[ANN] PyStructure: Structure and Dependency Analyser for Python Projects
Robin Stocker
robin at nibor.org
Mon Apr 14 11:27:17 EDT 2008
Hi Python developers,
We are happy to announce our first release of PyStructure, a structure
and dependency analyser for Python code (written in Java). It is now in
a state where it can parse and analyse real-world projects (with
limitations, see below) and show the results in Structure101g, a
dependency visualiser.
To try it out with your projects, download pystructure.zip from the
following address and follow the instructions in the README file:
http://pystructure.ifs.hsr.ch/release/
We are two students working on this as our bachelor thesis. The project
page can be found at:
http://pystructure.ifs.hsr.ch/
We are very eager to hear your feedback about our project. What do you
think about the idea of a 'structural analyser' for a dynamic language
like Python? Does it work for your project (probably not very well at
the moment)?
Cheers,
Reto Schüttel
Robin Stocker
About PyStructure
-----------------
Our project's goal is to develop a structural analyser for programs
written in the Python programming language. The analyser should be able
to parse an application's source code, analyse it and then generate a
graph representing the internal structure of the project.
As Python is a dynamic language most of the interesting details (i.e.
type) are not known before the application is running. The analyser has
to 'guess' the correct type by analysing the code base.

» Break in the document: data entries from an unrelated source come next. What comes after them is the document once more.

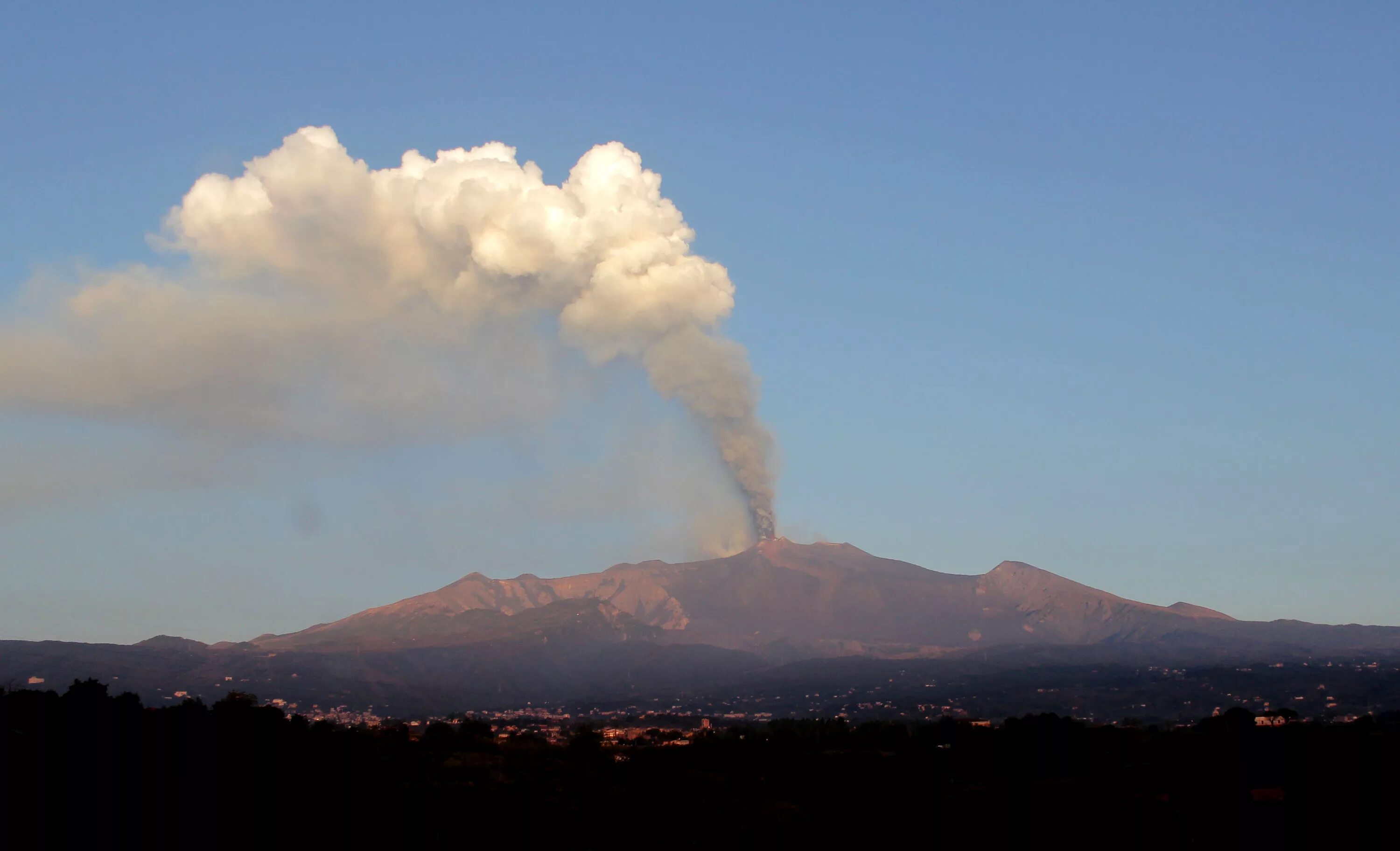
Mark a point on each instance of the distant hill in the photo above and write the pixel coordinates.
(653, 629)
(817, 599)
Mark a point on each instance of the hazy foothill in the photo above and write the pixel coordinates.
(387, 461)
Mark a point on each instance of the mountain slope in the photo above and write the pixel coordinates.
(784, 599)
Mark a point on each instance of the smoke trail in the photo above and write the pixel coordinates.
(310, 244)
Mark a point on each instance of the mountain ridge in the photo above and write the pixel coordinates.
(815, 598)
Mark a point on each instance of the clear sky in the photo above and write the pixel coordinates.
(1105, 289)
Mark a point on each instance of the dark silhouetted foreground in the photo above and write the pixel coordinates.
(89, 769)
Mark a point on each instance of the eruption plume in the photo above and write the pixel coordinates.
(467, 243)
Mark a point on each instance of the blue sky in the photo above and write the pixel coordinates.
(1102, 289)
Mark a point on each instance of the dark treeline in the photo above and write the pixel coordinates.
(89, 769)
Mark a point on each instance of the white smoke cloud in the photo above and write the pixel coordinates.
(327, 300)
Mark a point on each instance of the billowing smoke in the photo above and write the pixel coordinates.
(310, 258)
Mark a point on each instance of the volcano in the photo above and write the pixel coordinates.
(786, 599)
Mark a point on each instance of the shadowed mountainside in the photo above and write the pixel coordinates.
(784, 599)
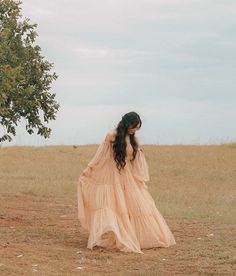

The project is licensed under the LGPL (v2 or later), see the COPYING file.
Current Limitations
-------------------
Although the engine already supports a wide variety of cases it still
lacks some very important features:
- No support for inheritance
Currently the engine ignores everything that involves inheritance.
For example if a method is implemented in a base class it won't be
found if it was called on an instance of a sub class.
- Type of list/dict elements is not known
The type of container elements cannot be determined yet. For projects
which heavily rely on lists this means that a lot of types can't be
determined.
- Only little support for built-ins
Only a few built-in operations are recognised. For example the type
inference engine doesn't yet know that len("str") returns an integer.
We are working on tackling these issues in the next two milestones and
we hope to improve the accuracy of the engine significantly.
Possible Applications
---------------------
Our library (especially the type inferencer we use) might be interesting
for other applications. For example:
- Code completion and navigation in IDEs
And it might improve the accuracy of tools which:
- Detect unused/dead code
- Look for possible bugs in code (like FindBugs for Java)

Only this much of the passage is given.